In December, Chesapeake disclosed that it received notice from the NYSE for being out of compliance with listing standards that require shares to trade above a dollar.
Also fueling investor concerns, Lawler said the “challenging” commodities pricing environment has “further deteriorated in recent weeks” as a result of the global reduction in economic activity.
Continuous crude oil futures CL00, -2.36% fell 2.3% Wednesday toward a 13-month low, while natural gas futures NG00, -1.57% fell 0.8% but remained in range of the four-year low hit earlier this month. Weighing on prices has been growing worries that the world-wide spread of COVID-19 will hurt the global economy, and reduce the demand for oil and gas.

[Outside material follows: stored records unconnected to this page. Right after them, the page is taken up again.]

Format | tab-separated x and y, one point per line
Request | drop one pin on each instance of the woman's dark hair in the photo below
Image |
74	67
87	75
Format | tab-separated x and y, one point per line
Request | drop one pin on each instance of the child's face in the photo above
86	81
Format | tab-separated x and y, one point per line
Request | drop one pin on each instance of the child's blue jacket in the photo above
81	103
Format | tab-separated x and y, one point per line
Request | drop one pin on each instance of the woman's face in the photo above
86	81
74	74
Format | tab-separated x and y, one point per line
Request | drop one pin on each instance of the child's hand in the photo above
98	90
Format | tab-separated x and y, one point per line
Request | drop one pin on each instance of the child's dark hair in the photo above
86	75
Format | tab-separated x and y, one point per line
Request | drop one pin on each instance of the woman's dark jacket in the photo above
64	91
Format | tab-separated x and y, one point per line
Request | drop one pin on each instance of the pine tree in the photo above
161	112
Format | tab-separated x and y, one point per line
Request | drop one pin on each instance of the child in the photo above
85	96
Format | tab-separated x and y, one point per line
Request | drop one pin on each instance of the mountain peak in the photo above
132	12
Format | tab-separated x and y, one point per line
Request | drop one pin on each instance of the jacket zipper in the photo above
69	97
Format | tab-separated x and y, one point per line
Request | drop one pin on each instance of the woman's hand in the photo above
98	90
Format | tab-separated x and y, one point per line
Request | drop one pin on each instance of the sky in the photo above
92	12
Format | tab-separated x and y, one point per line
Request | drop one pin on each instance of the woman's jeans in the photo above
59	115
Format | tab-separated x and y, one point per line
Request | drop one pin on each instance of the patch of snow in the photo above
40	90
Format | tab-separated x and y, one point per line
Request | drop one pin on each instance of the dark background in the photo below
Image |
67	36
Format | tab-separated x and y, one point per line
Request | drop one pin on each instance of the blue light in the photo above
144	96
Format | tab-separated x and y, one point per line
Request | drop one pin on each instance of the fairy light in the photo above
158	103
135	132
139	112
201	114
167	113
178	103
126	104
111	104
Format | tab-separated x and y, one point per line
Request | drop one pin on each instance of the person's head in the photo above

“The second half of [2019] was marked by rapidly falling commodity prices, particularly for natural gas, a trend which continues today, causing a much softer commodity price outlook in 2020,” Lawler said.
And energy prices do matter for Chesapeake, as the correlation coefficient of crude oil prices and the company’s stock over the past year is +0.53, and of natural gas prices and the stock is +0.69, according to an analysis of FactSet data.
Earlier Wednesday, the company reported that it swung to a net loss of $346 million, or 18 cents a share, in the fourth quarter, from net income of $576 million, or 57 cents a share, in the same period a year ago. Excluding nonrecurring items, the adjusted loss per share was 4 cents, beating the FactSet consensus of 6 cents.
Revenue fell 31% to $1.93 billion, missing the FactSet consensus of $2.02 billion, as oil, natural gas and natural gas liquids (NGL) revenue fell 44% to $969 million.
Average daily production rose to 477,000 barrels of oil equivalent (BOE) from 464,000 BOE, while average prices sales prices for oil fell 8.7%, for natural gas declined 38% and for NGL dropped 36%.
The company burned through $545 million in cash during the fourth quarter and $2.48 billion in cash during 2019.
For 2020, the company said it is targeting “free cash flow,” as it reduces its capital expenditure budget by about 30% to $1.3 billion to $1.6 billion from the $2.25 billion spent in 2019.
CFRA analyst Paige Meyer reiterated her sell rating after the results, while cutting her stock price target to 30 cents from 50 cents. She remains concerned over Chesapeake’s cash position, as the company’s intention to fund the payment of $300 million in notes maturing in 2020 and $290 million maturing in 2021 through asset sales suggests cash flows “will not be adequate” to cover those payments.
Chesapeake’s stock has plummeted 48% over the past three months and 88% over the past 12 months. In comparison, the SPDR Energy Select Sector exchange-traded fund XLE, -3.04% has lost 27% over the past year and the S&P 500 index SPX, -0.37% has gained 12%.